Thanks to Michael Dally for this photo.  Woohoo!

Thanks to Michael Dally for this photo. Woohoo!

We made it to Mporokoso before lunch, where we got the town talking by having four whities wandering the markets and speaking Bemba while stocking up on fresh supplies for the next few days.  Being half way through our day’s journey, we thought it might be nice to take a short detour and enjoy a quick picnic by Kaluma Falls, only 7km away.  This drive redefined my interpretation of “short detour”.  In the North, the tropical rain has a wonderful way of washing away any semblance of a road, leaving exposed boulders, toppled trees and an endless series of ruts and gullies.  Did I mention fun?

We reached the falls after a solid 45 minutes.  Described by the guide book as “small but delightful”, there was nothing small about Kaluma falls – at least not by my naive standards.  We could barely hear ourselves speak above the din of the water crashing down, and we struggled to find a dry spot to set up the picnic rug due to the mass amounts of spray.  I guess, though, the guidebook knew something that we didn’t.

"Small but delightful"

“Small but delightful”

After making our way back (along a different road that was pointed out to us by a local, who added that the road we came in on “is no more”), we carried forth towards Ndole Bay on the South-Western edge of Lake Tanganyika.  Hoping to get there in time for sunset, this 175km stretch took us a mere 7 hours to complete.  In summary, there was mud, potholes, corrugations and a disintegrated shock absorber (it wasn’t my fault, I swear!).  When we arrived at 8pm, the sunset was well and truly gone.

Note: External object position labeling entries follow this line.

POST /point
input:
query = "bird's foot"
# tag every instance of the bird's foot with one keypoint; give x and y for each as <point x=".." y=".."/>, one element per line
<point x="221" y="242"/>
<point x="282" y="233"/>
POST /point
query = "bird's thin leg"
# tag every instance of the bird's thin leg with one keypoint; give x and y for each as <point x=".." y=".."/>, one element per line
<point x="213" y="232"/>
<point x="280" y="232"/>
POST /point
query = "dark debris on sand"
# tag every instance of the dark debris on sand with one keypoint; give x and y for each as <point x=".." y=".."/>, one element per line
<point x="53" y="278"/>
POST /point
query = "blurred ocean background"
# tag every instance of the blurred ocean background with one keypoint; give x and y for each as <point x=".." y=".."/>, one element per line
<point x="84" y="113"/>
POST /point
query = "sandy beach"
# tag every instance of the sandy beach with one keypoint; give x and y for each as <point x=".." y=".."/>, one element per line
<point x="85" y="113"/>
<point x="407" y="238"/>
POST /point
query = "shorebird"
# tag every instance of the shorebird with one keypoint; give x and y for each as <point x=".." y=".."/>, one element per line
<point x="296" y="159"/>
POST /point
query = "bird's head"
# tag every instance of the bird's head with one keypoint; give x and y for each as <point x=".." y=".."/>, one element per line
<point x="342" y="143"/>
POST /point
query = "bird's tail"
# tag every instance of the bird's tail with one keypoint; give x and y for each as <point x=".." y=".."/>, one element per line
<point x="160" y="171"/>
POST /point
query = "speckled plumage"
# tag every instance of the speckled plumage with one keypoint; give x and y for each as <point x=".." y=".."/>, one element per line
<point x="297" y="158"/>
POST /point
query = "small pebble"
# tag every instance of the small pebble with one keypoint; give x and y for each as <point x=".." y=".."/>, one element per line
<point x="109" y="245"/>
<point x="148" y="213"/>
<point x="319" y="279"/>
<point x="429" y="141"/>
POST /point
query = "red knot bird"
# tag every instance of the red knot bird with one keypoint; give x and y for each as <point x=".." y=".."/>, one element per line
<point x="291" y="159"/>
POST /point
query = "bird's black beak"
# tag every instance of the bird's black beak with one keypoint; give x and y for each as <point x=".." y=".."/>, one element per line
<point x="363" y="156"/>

31st December – 1 January:  Ndole Bay

Our first glimpse of Lake Tanganyika came the following morning, as we arose early and lounged on the beach chairs while watching the fishermen and crocodiles bobbing in the water.  The day continued in a very relaxing style:  reading on the beach, stepping into the clear fresh water for a spot of snorkelling, hiking up the hill and getting lost, collecting firewood for a new year’s eve bonfire bonanza.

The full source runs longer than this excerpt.